Anything that reflects the giver’s wish to please someone is suitable to be given. At best, a gift should be beneficial both immediately and ultimately. If it is not beneficial in the short term, but only in the long term like bitter medicine that takes some time to act, it is suitable. When something provides short-term pleasure, but ultimate damage, such as supplying an addict his drug or a drunkard his drink, it would be better to refrain from giving.
The greater the sacrifice we make, the greater the merit we create. The Buddha spent many eons accumulating limitless merit through the practice of the six perfections of giving, ethics, patience, effort, meditative stabilization, and wisdom.
Mental states to cultivate
- Happiness in making the offering
- Confidence that acts of giving create powerful good karma
- Gratitude to the Buddha and our teachers
- Recollection of the qualities of the Buddha
How to set up your own Buddhist Shrine?
- Find a clean, quiet, and uncluttered spot
- Set up an altar table, cover it with an altar cloth that calls to you
- Place your sacred item (statue, thangka, or a picture of Buddha) at the center
- Find a statue stand to keep the statue raised above the other items
- You can place your offerings of seven water bowls, candles, incense, shells, or flowers in offering bowls or incense burner or light up a butter lamp. Also, some crystals, gemstones, or mala beads.

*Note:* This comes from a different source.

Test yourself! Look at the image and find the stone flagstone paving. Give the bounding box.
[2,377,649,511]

- If you want a more elaborate altar, you can put Stupa as well.
Perhaps the most important offering that we can give to the Buddha and Bodhisattvas – the offering of our own practice. This means practicing the teachings of the Buddha – until you can get some skill until you can get some accomplishment – this way, the Buddha’s teachings will be able to bear some fruit in your own life and you may be able to benefit others.